Some years back a conference was held in New York during which practical ideas on the dissemination of theosophy were shared by theosophists of all persuasions.

A wonderful cross-fertilization of ideas resulted with some very constructive and non-traditional activities for theosophical groups being advocated such as the use of poetry, drama, and art to communicate theosophical ideas.

Why don't we continue this good work using the wonderful medium of Internet? I would like to start the ball rolling with a few suggestions based on our experience here in Australia, and some of the ideas that have appeared on the Internet.

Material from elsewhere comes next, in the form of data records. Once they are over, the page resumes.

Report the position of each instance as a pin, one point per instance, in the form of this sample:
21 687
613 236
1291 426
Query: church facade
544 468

1. Development of theosophical libraries:

Some members of the network are librarians (e.g. Paul Johnston and myself) and therefore well placed to offer advice on the development of theosophical libraries. Why not identify and utilize this expertize wherever needed in different parts of the world?

2. Current awareness of theosophical literature:

This is an idea which has value in situations such as ours where members and friends work in isolation is to establish a current awareness service. Contents pages of theosophical magazines could be distributed to interested people who don't have access to a theosophical library and articles of interest copied for them (where this does not breach copyright!).

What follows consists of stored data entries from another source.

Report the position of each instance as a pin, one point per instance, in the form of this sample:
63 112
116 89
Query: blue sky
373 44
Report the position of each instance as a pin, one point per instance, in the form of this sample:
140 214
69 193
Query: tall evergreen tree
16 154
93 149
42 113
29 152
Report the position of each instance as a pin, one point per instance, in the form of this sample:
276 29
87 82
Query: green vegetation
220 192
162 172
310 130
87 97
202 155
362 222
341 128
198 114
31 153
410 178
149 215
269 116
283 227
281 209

3. Theosophically trained therapists:

Another topic is the impact of changing family structures in the Western world and what, if anything, theosophists could do to alleviate the resultant problems that arise from this process. The idea is that if parents could see their responsibilities in the light of the great laws of life that theosophy teaches, then many of these problems could be ameliorated.

How is it possible to practically apply this sentiment? I remember reading interesting accounts by theosophically inspired psychological therapists in SUNRISE MAGAZINE and THEOSOPHICAL LINK (TS Pasadena publications) which gave actual examples of people applying theosophic concepts to marital and psychological therapy.

Could more be done to draw on the experiences of such people and ways found to train others (not necessarily in theosophical organizations) with these concepts?

4. Use of new technology:

The production of a thesophical game on CDROM on Theos-l recently is an interesting example of the application of new technology to the ancient concepts we hold dear as theosophists.

There must be so many other practical ways, including the further use of Internet, that theosophical ideas could be disseminated using new technology.